Auch wenn es zum Thema Ebay und Steuern schon sehr viele Gerichtsurteile gab, bleiben noch immer viele Fragen offen. Das liegt vor allem daran, dass die Urteile teils sehr unterschiedlich, teils sogar scheinbar widersprüchlich erscheinen. Wir zeigen Ihnen, warum Ebay-Verkäufer derart unterschiedlich beurteilt werden und welche Kriterien bei der Beurteilung einer Steuerpflicht eine Rolle spielen.

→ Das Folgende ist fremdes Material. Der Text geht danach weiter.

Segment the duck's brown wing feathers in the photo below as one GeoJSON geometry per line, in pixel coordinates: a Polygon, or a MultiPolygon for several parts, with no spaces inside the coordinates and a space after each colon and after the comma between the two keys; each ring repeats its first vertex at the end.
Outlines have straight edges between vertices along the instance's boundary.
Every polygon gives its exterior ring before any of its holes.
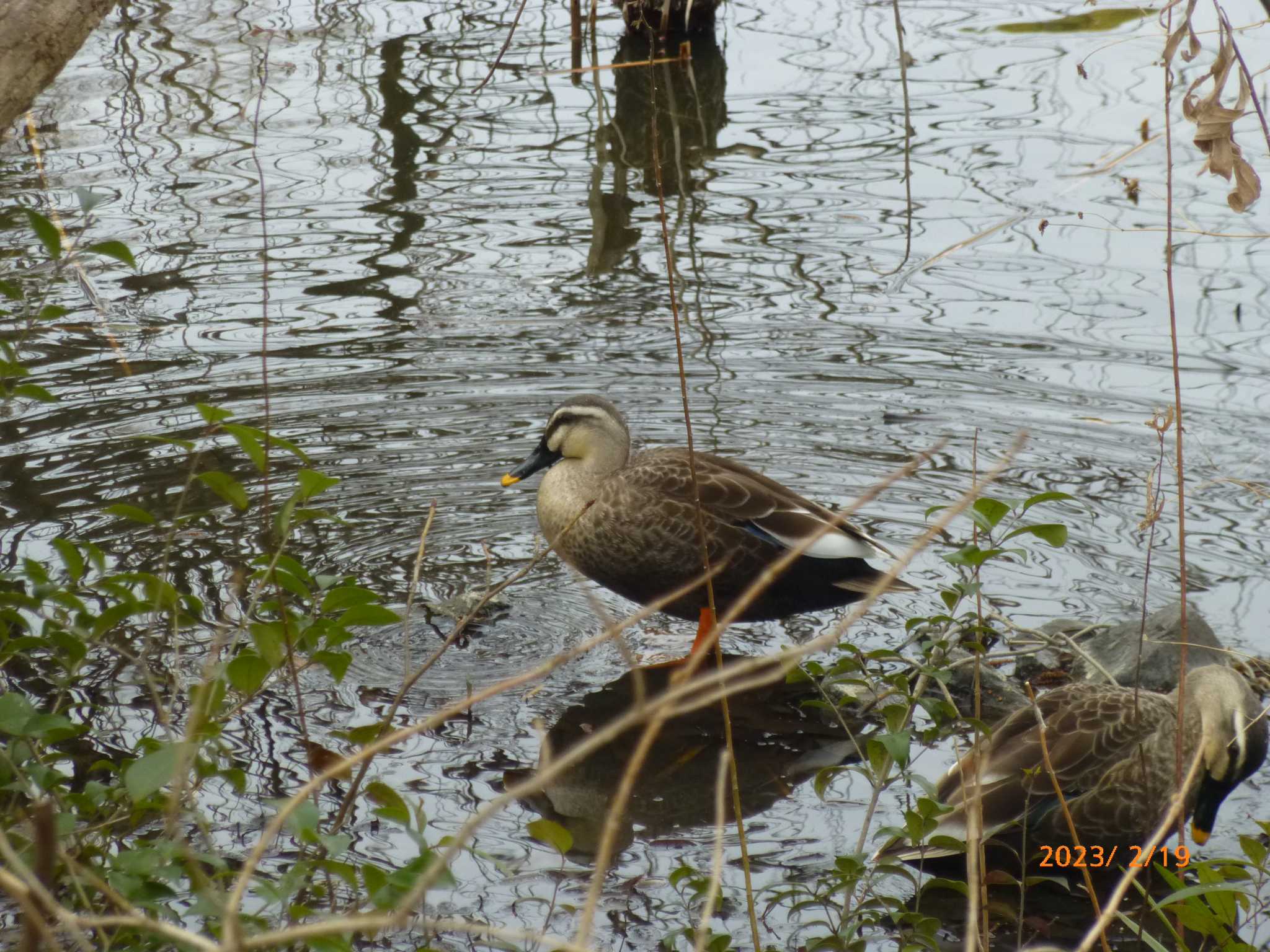
{"type": "MultiPolygon", "coordinates": [[[[1139,694],[1135,716],[1133,692],[1111,685],[1057,688],[1038,698],[1038,706],[1045,718],[1050,764],[1069,805],[1099,790],[1104,778],[1111,781],[1109,770],[1132,757],[1135,745],[1156,732],[1161,718],[1176,716],[1167,698],[1149,692],[1139,694]]],[[[941,824],[949,831],[964,828],[968,784],[977,762],[989,834],[1017,820],[1025,809],[1045,809],[1054,795],[1035,711],[1022,707],[998,722],[987,744],[941,778],[939,796],[955,807],[941,824]]],[[[1091,800],[1102,802],[1106,797],[1091,800]]]]}
{"type": "MultiPolygon", "coordinates": [[[[812,557],[890,555],[859,527],[759,472],[710,453],[696,453],[695,463],[701,505],[724,523],[748,528],[786,548],[818,537],[808,550],[812,557]],[[827,524],[833,528],[826,531],[827,524]]],[[[640,453],[622,472],[622,480],[654,487],[667,499],[692,504],[687,451],[668,448],[640,453]]]]}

Gewinnerzielungsabsicht ist nicht ausschlaggebend

Viele denken, dass ein gewerblicher Verkauf nur dann vorliegt, wenn man beabsichtigt, Gewinn zu erzielen. Nach überwiegender Rechtsauffassung ist die Gewinnabsicht aber nicht erforderlich, um als Unternehmer zu gelten. „Überwiegend“ zeigt jedoch zugleich, dass es hier keine eindeutige Zuordnung gibt. Es wird immer im Einzelfall entschieden, denn auch das Gesetz macht hier nur sehr unkonkrete Angaben:

Laut § 1 Abs. 1 HGB heißt es:

„Gewerbliches Handeln ist eine selbstständige, planvolle, auf gewisse Dauer angelegte und wirtschaftliche Tätigkeit gegen Entgelt.“

Was heißt aber genau „planvoll“ oder „auf gewisse Dauer“? Es verwundert daher kaum, dass die Urteile, wann ein Ebay-Verkäufer gewerblich handelt, in Hinblick auf die Auktionen pro Monat oder pro Jahr sehr unterschiedlich ausfallen. Neben der Dauer kommt es auch auf die Höhe der Einnahmen, die Regelmäßigkeit und die Art der Waren an. Wer viele gleichartige Artikel verkauft und das regelmäßig über einen längeren Zeitraum hinweg, wird wahrscheinlicher als gewerblicher Händler eingestuft als jemand, der ab und an gebrauchte Bücher, CDs, Kleidung oder Spielzeug verkauft.

Wann sind die Ebay-Einnahmen steuerpflichtig, wann nicht?

Wie bereits beschrieben, wird immer im Einzelfall untersucht, ob die Ebayverkäufe einem Gewerbe gleichkommen. Folgende Kriterien spielen dabei eine Rolle:

– Über welchen Zeitraum läuft der Verkauf?

– Wie intensiv ist die Verkaufstätigkeit – wie oft wird pro Monat wie viel verkauft?

– die Umsatzzahl

– der planmäßige Verkauf

– Warenvielfalt

Anhand der Gewichtung dieser Faktoren lässt sich feststellen, ob es bei den Einnahmen um Nachhaltigkeit geht oder einfach darum, ein paar alte Sachen loszuwerden.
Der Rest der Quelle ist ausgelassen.